Effect of surface finish and hard coatings on scuffing of steel discs
Dhulipalla, Ajay Krishna.
The principal purpose of the work described in this thesis was to develop an insight into the scuffing performance of steel discs used to simulate gear tooth contacts under severe conditions of load, sliding and high temperature. Different surface conditions of the discs such as ground, superfinished, ground/hard-coated, and superfinished/ hard-coated were investigated in various combinations and at sliding speeds of up to 16 m/s in order to obtain an understanding of the possible beneficial effect of improved surface finish and the application of hard coatings on scuffing performance under the severe conditions experienced in an aerospace transmission such as a helicopter main rotor gearbox. The lubricant used in all tests was an oil commonly used in aerospace transmissions. It was found that the diamond-like coating (DLC) investigated in this work had the effect of markedly improving the scuffing resistance of the hardened steel substrate.

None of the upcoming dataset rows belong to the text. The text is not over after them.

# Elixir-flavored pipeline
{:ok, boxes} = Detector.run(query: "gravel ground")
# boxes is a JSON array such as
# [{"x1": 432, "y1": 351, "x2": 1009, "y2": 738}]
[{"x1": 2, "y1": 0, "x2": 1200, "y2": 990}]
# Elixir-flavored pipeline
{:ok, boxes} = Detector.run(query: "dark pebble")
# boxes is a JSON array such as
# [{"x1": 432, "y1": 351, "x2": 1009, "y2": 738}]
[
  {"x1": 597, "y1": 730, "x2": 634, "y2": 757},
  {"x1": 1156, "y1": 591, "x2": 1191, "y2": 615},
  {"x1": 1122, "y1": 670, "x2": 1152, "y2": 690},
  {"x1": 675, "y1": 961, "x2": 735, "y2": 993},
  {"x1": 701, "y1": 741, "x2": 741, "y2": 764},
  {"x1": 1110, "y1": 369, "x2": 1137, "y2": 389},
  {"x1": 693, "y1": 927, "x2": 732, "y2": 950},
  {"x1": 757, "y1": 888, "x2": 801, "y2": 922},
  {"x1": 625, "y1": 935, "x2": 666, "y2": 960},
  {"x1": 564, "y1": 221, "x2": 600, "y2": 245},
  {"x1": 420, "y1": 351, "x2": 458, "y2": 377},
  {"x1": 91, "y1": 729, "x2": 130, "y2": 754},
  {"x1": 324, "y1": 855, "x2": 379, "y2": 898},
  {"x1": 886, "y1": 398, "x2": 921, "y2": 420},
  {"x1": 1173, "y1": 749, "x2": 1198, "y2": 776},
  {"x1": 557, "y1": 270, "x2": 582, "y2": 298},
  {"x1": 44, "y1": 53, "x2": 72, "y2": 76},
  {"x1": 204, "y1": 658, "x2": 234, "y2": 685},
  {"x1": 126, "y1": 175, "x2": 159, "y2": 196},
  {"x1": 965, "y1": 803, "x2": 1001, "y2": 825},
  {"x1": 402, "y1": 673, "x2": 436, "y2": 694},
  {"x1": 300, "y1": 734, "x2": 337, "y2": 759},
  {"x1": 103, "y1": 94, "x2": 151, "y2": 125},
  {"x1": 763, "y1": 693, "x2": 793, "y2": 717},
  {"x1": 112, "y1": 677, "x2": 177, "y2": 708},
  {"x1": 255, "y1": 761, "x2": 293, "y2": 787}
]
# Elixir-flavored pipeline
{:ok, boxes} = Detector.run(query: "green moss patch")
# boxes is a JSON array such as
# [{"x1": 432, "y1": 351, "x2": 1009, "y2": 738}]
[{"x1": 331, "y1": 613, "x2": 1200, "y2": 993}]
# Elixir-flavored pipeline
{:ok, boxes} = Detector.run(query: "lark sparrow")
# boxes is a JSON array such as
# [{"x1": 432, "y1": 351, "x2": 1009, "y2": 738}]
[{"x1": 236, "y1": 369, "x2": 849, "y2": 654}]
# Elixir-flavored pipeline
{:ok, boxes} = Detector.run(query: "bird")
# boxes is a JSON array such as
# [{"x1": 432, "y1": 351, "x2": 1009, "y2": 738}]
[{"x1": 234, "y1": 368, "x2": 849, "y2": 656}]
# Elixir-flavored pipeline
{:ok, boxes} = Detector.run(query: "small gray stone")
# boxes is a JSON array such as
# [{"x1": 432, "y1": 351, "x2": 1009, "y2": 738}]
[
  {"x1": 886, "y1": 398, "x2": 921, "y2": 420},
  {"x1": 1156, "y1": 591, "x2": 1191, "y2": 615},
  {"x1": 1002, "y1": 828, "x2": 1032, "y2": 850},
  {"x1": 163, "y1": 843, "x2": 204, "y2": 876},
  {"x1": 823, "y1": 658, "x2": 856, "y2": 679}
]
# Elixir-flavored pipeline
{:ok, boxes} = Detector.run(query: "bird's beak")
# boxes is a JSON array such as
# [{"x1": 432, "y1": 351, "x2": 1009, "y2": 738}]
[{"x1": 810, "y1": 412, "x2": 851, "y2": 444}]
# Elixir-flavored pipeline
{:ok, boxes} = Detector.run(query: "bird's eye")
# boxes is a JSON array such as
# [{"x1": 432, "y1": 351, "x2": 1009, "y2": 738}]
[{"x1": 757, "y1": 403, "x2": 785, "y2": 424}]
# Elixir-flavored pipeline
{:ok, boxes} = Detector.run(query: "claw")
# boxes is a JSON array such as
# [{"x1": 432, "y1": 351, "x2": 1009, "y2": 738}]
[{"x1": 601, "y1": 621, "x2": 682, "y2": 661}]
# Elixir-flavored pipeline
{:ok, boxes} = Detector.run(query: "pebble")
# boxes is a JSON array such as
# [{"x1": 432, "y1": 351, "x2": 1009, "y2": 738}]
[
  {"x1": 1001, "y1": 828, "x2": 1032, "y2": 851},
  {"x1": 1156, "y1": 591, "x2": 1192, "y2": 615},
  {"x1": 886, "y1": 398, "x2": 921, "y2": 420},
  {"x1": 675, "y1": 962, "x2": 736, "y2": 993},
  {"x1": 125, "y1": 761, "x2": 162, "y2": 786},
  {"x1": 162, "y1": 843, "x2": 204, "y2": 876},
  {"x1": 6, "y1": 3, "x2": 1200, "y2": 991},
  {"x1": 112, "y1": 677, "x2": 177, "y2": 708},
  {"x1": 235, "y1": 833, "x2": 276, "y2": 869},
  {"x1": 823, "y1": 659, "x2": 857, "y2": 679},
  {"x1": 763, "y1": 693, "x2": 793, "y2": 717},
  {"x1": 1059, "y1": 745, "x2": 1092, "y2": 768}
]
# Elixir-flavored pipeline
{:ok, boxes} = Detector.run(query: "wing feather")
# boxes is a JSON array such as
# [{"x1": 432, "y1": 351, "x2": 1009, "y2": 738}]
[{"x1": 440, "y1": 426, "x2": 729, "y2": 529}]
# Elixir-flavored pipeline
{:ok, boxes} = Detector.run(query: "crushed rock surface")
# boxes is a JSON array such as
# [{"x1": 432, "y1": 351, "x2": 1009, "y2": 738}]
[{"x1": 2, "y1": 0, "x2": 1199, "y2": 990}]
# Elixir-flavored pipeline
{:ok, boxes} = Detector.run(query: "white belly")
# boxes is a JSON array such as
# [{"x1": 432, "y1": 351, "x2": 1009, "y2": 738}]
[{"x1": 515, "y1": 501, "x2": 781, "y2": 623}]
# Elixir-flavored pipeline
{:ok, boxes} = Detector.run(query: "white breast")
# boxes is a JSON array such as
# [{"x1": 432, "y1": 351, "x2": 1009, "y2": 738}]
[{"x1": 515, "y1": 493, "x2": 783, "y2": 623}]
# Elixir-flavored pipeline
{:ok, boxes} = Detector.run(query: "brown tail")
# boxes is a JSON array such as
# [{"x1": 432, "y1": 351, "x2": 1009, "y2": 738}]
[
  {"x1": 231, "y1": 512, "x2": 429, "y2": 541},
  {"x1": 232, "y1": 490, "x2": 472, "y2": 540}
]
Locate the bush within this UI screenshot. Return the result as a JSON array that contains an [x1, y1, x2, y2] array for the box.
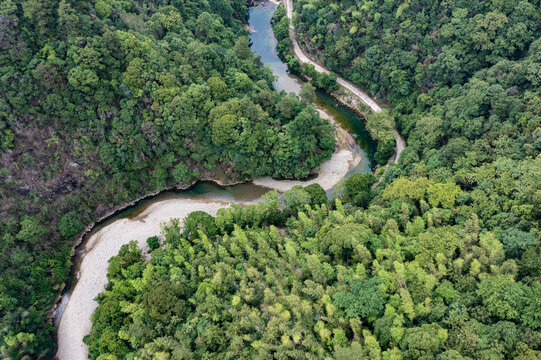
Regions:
[[58, 211, 85, 239], [374, 140, 395, 165], [147, 236, 160, 250], [305, 183, 327, 206], [497, 228, 538, 258], [343, 173, 374, 207], [183, 211, 218, 240]]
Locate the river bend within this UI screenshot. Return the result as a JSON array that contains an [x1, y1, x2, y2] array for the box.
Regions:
[[54, 2, 375, 358]]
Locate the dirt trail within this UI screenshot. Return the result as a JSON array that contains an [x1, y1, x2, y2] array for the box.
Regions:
[[283, 0, 405, 165], [56, 4, 403, 358]]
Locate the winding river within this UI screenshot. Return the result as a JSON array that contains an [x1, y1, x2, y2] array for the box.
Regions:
[[54, 2, 375, 359]]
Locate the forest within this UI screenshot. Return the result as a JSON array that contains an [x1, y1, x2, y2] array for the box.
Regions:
[[1, 0, 540, 358], [272, 6, 398, 165], [0, 0, 335, 357], [86, 0, 541, 359], [87, 178, 540, 359]]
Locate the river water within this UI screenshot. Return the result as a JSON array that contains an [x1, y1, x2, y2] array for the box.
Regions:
[[54, 2, 374, 358], [248, 2, 374, 173]]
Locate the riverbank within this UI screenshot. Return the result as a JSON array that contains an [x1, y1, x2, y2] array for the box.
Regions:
[[280, 0, 405, 167], [254, 107, 361, 191], [54, 3, 368, 358], [254, 149, 358, 192], [55, 197, 239, 360], [49, 174, 247, 321], [55, 146, 360, 360]]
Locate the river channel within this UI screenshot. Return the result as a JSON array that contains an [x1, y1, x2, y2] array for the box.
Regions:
[[54, 2, 374, 358]]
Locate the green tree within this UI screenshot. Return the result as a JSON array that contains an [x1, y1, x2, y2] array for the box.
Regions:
[[343, 173, 374, 207], [142, 282, 190, 322], [58, 211, 85, 239], [299, 82, 316, 104], [16, 216, 46, 244], [68, 66, 98, 93], [333, 277, 385, 321], [146, 236, 160, 250], [234, 36, 252, 60], [183, 211, 218, 240], [321, 223, 373, 262], [94, 0, 112, 18], [400, 324, 448, 360], [427, 183, 462, 209], [477, 275, 526, 320], [305, 183, 327, 206], [496, 228, 538, 258], [212, 114, 240, 146], [207, 76, 228, 100]]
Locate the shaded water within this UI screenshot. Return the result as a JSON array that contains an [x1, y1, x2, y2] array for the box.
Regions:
[[54, 0, 376, 341], [53, 181, 270, 329], [248, 3, 302, 94], [248, 2, 375, 173]]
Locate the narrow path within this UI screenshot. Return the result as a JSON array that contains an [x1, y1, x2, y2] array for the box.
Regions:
[[283, 0, 405, 165]]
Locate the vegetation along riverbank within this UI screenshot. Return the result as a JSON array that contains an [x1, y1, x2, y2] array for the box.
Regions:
[[0, 0, 539, 359], [0, 0, 335, 357], [86, 0, 541, 359]]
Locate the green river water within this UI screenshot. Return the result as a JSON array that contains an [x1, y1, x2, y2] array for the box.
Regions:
[[54, 1, 375, 330]]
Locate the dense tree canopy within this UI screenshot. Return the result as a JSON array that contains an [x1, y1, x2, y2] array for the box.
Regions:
[[0, 0, 335, 357], [87, 182, 541, 359], [86, 0, 540, 359], [274, 0, 541, 169], [277, 0, 540, 269], [1, 0, 540, 358]]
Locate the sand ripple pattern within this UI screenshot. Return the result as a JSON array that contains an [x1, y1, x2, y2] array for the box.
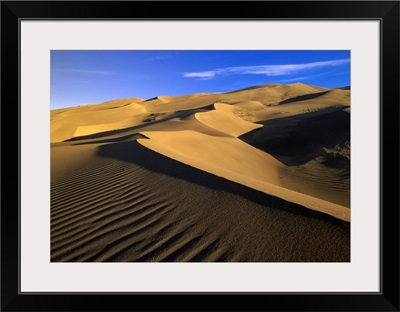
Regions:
[[51, 140, 350, 262], [51, 151, 237, 262]]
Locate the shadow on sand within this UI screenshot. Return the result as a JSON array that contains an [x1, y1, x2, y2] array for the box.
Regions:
[[278, 91, 330, 105], [240, 107, 350, 166], [96, 138, 350, 230]]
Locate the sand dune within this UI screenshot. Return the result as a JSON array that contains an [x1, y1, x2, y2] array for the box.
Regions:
[[51, 140, 349, 262], [138, 130, 284, 183], [194, 103, 263, 137], [51, 98, 146, 142], [225, 82, 328, 104], [51, 83, 349, 142], [138, 130, 349, 222], [51, 83, 350, 262]]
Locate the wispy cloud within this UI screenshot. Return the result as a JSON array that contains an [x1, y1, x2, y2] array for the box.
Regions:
[[54, 68, 114, 75], [184, 71, 221, 79], [183, 58, 350, 80]]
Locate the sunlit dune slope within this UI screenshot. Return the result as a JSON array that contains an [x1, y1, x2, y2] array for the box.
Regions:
[[51, 98, 146, 142], [137, 130, 349, 221], [194, 103, 263, 137]]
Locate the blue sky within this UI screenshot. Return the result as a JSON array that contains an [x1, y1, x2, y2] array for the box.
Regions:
[[51, 50, 350, 109]]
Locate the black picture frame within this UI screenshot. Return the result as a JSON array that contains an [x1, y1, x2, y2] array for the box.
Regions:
[[1, 1, 399, 311]]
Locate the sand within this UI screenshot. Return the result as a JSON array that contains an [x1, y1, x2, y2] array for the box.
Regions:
[[51, 83, 350, 262]]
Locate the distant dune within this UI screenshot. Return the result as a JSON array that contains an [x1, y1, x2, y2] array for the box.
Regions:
[[51, 83, 350, 262]]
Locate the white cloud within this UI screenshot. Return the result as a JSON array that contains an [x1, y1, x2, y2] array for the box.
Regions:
[[183, 71, 222, 80], [183, 58, 350, 80]]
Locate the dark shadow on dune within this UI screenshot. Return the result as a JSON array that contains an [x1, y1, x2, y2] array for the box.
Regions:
[[223, 83, 279, 94], [96, 139, 350, 231], [63, 113, 184, 143], [278, 91, 330, 105], [143, 96, 159, 102], [69, 133, 147, 146], [175, 103, 215, 116], [63, 124, 153, 143], [239, 107, 350, 166], [187, 103, 215, 111]]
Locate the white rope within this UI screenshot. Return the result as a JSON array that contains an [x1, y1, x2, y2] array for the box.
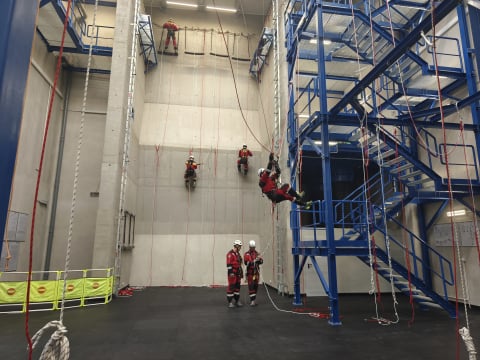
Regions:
[[33, 1, 99, 358], [460, 327, 478, 360], [375, 129, 400, 325], [261, 275, 325, 317], [31, 321, 70, 360]]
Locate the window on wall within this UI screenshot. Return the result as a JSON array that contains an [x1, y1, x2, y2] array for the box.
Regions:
[[121, 211, 135, 250], [1, 211, 29, 271]]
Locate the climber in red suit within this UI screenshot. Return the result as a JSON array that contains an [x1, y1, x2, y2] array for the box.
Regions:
[[226, 240, 244, 308], [163, 18, 179, 54], [237, 144, 253, 173], [244, 240, 263, 306], [258, 153, 311, 208]]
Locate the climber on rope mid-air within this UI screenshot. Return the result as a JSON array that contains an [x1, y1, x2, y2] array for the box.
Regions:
[[258, 152, 311, 209]]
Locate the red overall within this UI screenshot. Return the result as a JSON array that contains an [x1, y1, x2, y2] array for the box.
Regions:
[[163, 21, 179, 50], [244, 249, 263, 303], [259, 170, 295, 203], [226, 249, 243, 304], [237, 148, 253, 170], [184, 160, 198, 179]]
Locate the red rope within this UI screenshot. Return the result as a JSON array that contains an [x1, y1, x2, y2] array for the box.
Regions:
[[210, 0, 270, 154], [394, 132, 416, 325], [148, 145, 160, 286], [25, 1, 73, 358], [431, 4, 460, 357]]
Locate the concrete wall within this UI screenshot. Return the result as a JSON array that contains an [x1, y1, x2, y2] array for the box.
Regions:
[[6, 34, 64, 273], [128, 7, 275, 287]]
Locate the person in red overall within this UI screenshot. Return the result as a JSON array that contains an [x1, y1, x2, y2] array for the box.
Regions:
[[258, 153, 311, 208], [163, 18, 179, 54], [226, 239, 244, 308], [237, 144, 253, 172], [184, 155, 199, 185], [244, 240, 263, 306]]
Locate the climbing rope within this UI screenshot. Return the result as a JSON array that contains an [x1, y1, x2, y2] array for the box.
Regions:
[[430, 2, 477, 356], [459, 327, 478, 360], [26, 0, 75, 358], [210, 0, 271, 154], [31, 321, 70, 360]]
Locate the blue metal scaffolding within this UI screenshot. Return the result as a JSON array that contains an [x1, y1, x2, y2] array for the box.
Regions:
[[284, 0, 480, 325], [0, 0, 39, 259]]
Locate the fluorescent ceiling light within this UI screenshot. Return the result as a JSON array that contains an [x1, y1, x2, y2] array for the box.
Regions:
[[206, 5, 237, 13], [298, 114, 309, 118], [166, 1, 198, 8], [309, 39, 332, 45], [314, 141, 338, 146], [446, 209, 466, 217]]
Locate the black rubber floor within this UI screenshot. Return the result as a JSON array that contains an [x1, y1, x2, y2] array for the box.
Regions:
[[1, 286, 479, 359]]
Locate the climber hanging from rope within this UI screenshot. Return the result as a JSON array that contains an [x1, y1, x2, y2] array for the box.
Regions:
[[258, 152, 311, 208], [237, 143, 253, 175], [184, 154, 200, 189]]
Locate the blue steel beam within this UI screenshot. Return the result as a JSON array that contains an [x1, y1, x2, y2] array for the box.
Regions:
[[398, 90, 480, 121], [50, 0, 82, 50], [329, 0, 460, 117], [81, 0, 117, 6], [40, 0, 52, 7], [0, 0, 39, 258]]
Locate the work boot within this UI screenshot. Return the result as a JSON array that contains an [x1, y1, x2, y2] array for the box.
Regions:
[[303, 201, 313, 210], [228, 302, 235, 308], [250, 300, 256, 307], [235, 301, 243, 307], [297, 191, 305, 199]]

In tests using the ground/coated samples, for example, it was not found possible to produce scuffing within the load and temperature limits of the test rig used (2.0 GPa maximum Hertzian contact pressure or 300 C maximum disc bulk temperature) even at the high sliding speed of 16 m/s. In addition to improving scuffing resistance it was found that the effect of the hard coating was to reduce friction and operating temperatures for a given load/speed combination. Superfinishing of the steel discs also led to a reduction in friction, but did not produce a significant improvement in scuffing resistance. It was found that the combination of ground/hard-coated discs running against ground/uncoated discs produced a remarkable behaviour of the discs' bulk temperatures, which suggests that the hard coating acts as a thermal barrier. Micro-elastohydrodynamic lubrication (micro-EHL) analyses were conducted using surface profiles of discs used in the experimental work. These theoretical simulations demonstrated the very severe lubrication conditions which are present in the experiments. Pressure ripples far in excess of the calculated Hertzian pressure are predicted, and the films generated by hydrodynamic action are extremely thin. Under the most severe conditions transitory direct "dry" contact is predicted.